Review of Elke Grawert, Making a Living in Rural Sudan" Production of Women, Labour Migration of Men, and Policies for Peasants’ Needs New York: St. Martin’s Press, 1998.
This book sets out an ambitious agenda of using data from multiple studies of economic activity around Kutum, in Darfur, to explore the more general question of how Sudanese peasants survive the political and economic disarray of the 1980s and 1990s. Unfortunately the book does not live up to its ambitions. While Grawert offers some useful and interesting information, and occassionally gives a keen insight into local conditions, the bulk of the book consists of long literature reviews. There is simply too little specificity on local economic activity in Kutum for the book to be authoritative in constructing an alternative vision and strategy for reconstructing and enabling rural society in the Sudan. As an interested reader, I found myself wishing that Grawert had concentrated her attention and empathy on presenting careful and expanded discussions of some of the key issues she raises: food security, women’s economic activities, and labor migration.

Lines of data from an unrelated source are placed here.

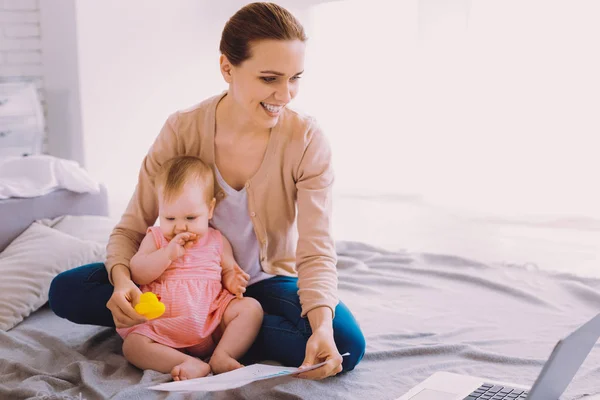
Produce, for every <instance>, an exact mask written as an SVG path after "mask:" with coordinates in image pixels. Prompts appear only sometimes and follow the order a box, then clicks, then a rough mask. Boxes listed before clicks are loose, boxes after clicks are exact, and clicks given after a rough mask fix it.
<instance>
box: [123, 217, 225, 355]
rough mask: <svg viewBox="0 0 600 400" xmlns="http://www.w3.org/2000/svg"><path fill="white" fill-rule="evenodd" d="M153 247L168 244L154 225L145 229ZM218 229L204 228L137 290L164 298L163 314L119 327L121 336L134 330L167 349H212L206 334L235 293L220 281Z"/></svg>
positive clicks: (223, 310) (212, 342)
mask: <svg viewBox="0 0 600 400" xmlns="http://www.w3.org/2000/svg"><path fill="white" fill-rule="evenodd" d="M148 234H152V236H153V237H154V240H155V242H156V247H157V248H162V247H165V246H167V245H168V243H169V242H168V241H167V239H166V238H165V237H164V235H163V234H162V232H161V230H160V228H159V227H155V226H153V227H150V228H148ZM222 251H223V241H222V238H221V233H220V232H219V231H217V230H215V229H212V228H209V231H208V233H207V234H206V235H205V236H204V237H203V238H201V239H200V240H199V241H198V242H197V243H196V244H195V245H194V246H193V247H192V248H190V249H188V250H186V253H185V255H184V256H183V257H180V258H178V259H177V260H175V261H173V262H172V263H171V265H169V266H168V267H167V269H166V270H165V272H163V274H162V275H161V276H160V277H159V278H158V279H156V280H155V281H154V282H152V283H150V284H148V285H142V286H141V287H140V289H141V290H142V292H144V293H145V292H149V291H151V292H153V293H155V294H156V295H158V296H159V298H160V300H161V301H162V302H163V303H165V307H166V310H165V313H164V314H163V315H162V316H160V317H158V318H156V319H153V320H150V321H148V322H145V323H143V324H139V325H136V326H132V327H131V328H119V329H117V332H118V333H119V335H121V337H122V338H123V339H125V338H126V337H127V335H129V334H130V333H138V334H140V335H143V336H146V337H148V338H150V339H152V340H154V341H155V342H158V343H161V344H164V345H167V346H169V347H173V348H187V347H192V346H193V347H194V352H195V353H196V352H199V353H209V352H211V351H212V350H213V349H214V345H215V343H214V342H213V340H212V336H211V335H212V333H213V332H214V330H215V329H216V328H217V327H218V326H219V324H220V323H221V319H222V318H223V314H224V313H225V309H226V308H227V305H228V304H229V302H230V301H231V300H233V299H234V298H235V296H234V295H232V294H231V293H230V292H229V291H227V290H226V289H224V288H223V286H222V285H221V255H222Z"/></svg>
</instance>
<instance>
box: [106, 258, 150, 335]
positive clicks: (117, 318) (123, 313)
mask: <svg viewBox="0 0 600 400" xmlns="http://www.w3.org/2000/svg"><path fill="white" fill-rule="evenodd" d="M123 268H125V270H127V271H128V268H127V267H126V266H124V265H120V264H119V265H115V267H114V268H113V278H114V281H115V288H114V290H113V294H112V296H111V297H110V299H109V300H108V303H106V307H107V308H108V309H109V310H110V312H111V313H112V316H113V321H114V322H115V327H117V328H129V327H131V326H134V325H137V324H141V323H144V322H146V321H148V319H147V318H146V317H144V316H142V315H140V314H138V313H137V312H136V311H135V310H134V308H133V305H134V304H137V303H138V302H139V299H140V295H141V294H142V292H141V291H140V289H139V288H138V287H137V286H136V284H135V283H134V282H133V281H132V280H131V278H129V273H128V272H127V274H126V275H125V273H124V272H123V271H116V270H115V269H121V270H123ZM117 276H119V278H117Z"/></svg>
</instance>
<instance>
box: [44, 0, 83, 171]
mask: <svg viewBox="0 0 600 400" xmlns="http://www.w3.org/2000/svg"><path fill="white" fill-rule="evenodd" d="M39 5H40V25H41V31H42V41H41V44H42V49H43V54H42V55H43V75H44V84H45V92H46V99H47V110H46V128H47V143H48V146H47V149H46V150H47V152H48V153H49V154H51V155H53V156H56V157H61V158H66V159H70V160H75V161H77V162H79V163H80V164H82V165H84V164H85V158H84V153H83V140H84V138H83V135H82V125H81V104H80V98H79V60H78V55H77V24H76V21H75V0H54V1H42V2H41V3H40V4H39Z"/></svg>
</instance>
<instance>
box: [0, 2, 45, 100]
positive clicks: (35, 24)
mask: <svg viewBox="0 0 600 400" xmlns="http://www.w3.org/2000/svg"><path fill="white" fill-rule="evenodd" d="M41 48H42V37H41V32H40V10H39V4H38V1H37V0H4V1H0V81H2V82H13V81H29V82H33V83H34V84H35V86H36V88H37V89H38V96H39V98H40V100H41V101H42V105H43V106H44V105H45V93H44V81H43V77H42V75H43V73H42V52H41Z"/></svg>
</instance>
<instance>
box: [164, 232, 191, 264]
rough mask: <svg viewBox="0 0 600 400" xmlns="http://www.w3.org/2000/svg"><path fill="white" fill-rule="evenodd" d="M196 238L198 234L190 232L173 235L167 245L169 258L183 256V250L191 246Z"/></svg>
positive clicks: (179, 233) (185, 250)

The book begins with a discussion of ‘methodology’ and ‘theory’. The latter seemed to be about something called a ‘livelihood approach’. I confess I could see little difference between this approach and that taken by standard economic anthropology. Both take a holistic approach to describing the rural economy, and both implicity recognize that in specific situations some areas of economic activity are more important than others. Thus Grawert concentrates attention on food security, women and labor migration, where someone else (xxx for example in her book on farming in Mali) might concentrate on wells and cattle. Whatever theoretical approach is taken, it should lead to some specific hypotheses. Theory should, and does, shape the point of view of the researcher. Theory is what suggests to a researcher that something is interesting, or problematical. Occasionally it leads to very specific hypotheses about what might expect to observe, or to explanations for social phenomenon. Grawert, by choosing a broad approach like that of ‘livelihood strategy’, ends up unable, in my view, to turn her observations and descriptions into conclusions and interpretations.

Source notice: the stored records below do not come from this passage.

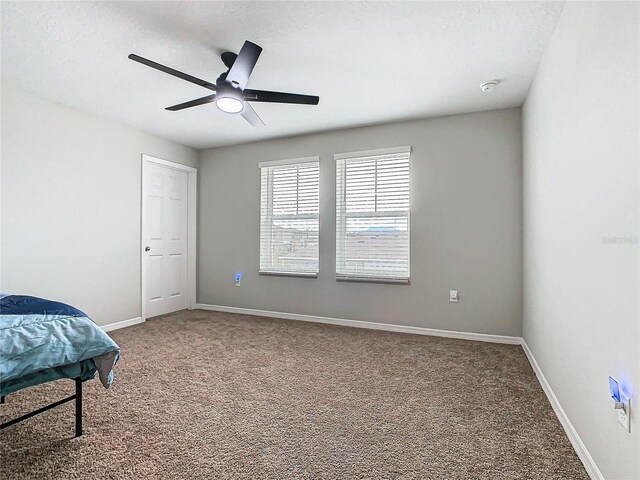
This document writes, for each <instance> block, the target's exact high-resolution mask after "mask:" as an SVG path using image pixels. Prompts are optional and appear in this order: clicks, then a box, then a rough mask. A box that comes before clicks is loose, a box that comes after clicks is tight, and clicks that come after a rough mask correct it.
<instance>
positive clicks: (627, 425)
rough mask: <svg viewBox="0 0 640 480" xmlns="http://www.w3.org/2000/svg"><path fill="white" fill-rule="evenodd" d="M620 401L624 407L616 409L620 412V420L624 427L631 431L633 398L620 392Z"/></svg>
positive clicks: (618, 415) (627, 431) (626, 429)
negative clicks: (631, 421) (631, 408)
mask: <svg viewBox="0 0 640 480" xmlns="http://www.w3.org/2000/svg"><path fill="white" fill-rule="evenodd" d="M620 402H621V403H622V405H623V408H619V409H617V410H616V412H617V414H618V422H620V425H622V426H623V427H624V429H625V430H626V431H627V432H629V433H631V399H630V398H629V397H627V396H625V395H624V393H622V392H620Z"/></svg>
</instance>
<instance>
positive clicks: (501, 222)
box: [198, 109, 522, 336]
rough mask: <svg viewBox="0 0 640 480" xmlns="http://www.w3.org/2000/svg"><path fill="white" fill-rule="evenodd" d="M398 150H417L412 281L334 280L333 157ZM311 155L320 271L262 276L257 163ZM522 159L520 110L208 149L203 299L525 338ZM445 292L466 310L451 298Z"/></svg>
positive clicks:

Grawert then continues with a useful review of the literature on peasants, and feels comfortable in using this word to describe the people of Kutum she is interested in. Since one of the primary characteristics of peasants is their subordination to outside political structures- the state the most important among them- I was gratified to find in the final chapter an extended description of state-peasant relations elucidating with many details how state interference over the years has changed the nature of peasant social organization, especially that of male-female relations in the light of the National Islamic Front’s sustained assault on women’s participation in petty trade and beer-brewing. Grawert also hints at some fascinating Darfur politics and its effects in reinforcing rural stagnation and encouraging incipient ‘warlordism’, but offers too little detail to draw any conclusions.
The heart of the book is a desription of livelihood strategies. In her review of food security, women’s economic activities and rural migration, Grawert makes a number of interesting and useful points. The chapter of food security reiterates the political nature of food crises and famines, pointing a finger, correctly, at the state. The chapter on women is very revealing of common male public attitutudes concerning the inferiority of women. An interesting section on women’s access to land along wadi and their extensive involvement in vegetable production offers evidence consonant with that from other parts of the Sudan-Sahel. Finally, Grawert suggests that labor migration may be to the net social detriment on families in Kutum. While the men earn income while they are away, apparently many do not earn enough to justify the social disruption created by their absence. Five pages that follow these chapters (pp. 153-57) nicely summarize the thesis that food security, gender and labor migration are intertwined phenomena. While an entire chapter is then devoted to policy recommendations, I found myself agreeing with the author that while the list of entirely-reasonable (though perhaps quite expensive) proposals would do some good and little harm, there was almost no chance that the present regime would successfully implement them. It seems to me that a program that would inspire peasants to overthrow the current oppressive military regime would have to be much more creative and radical.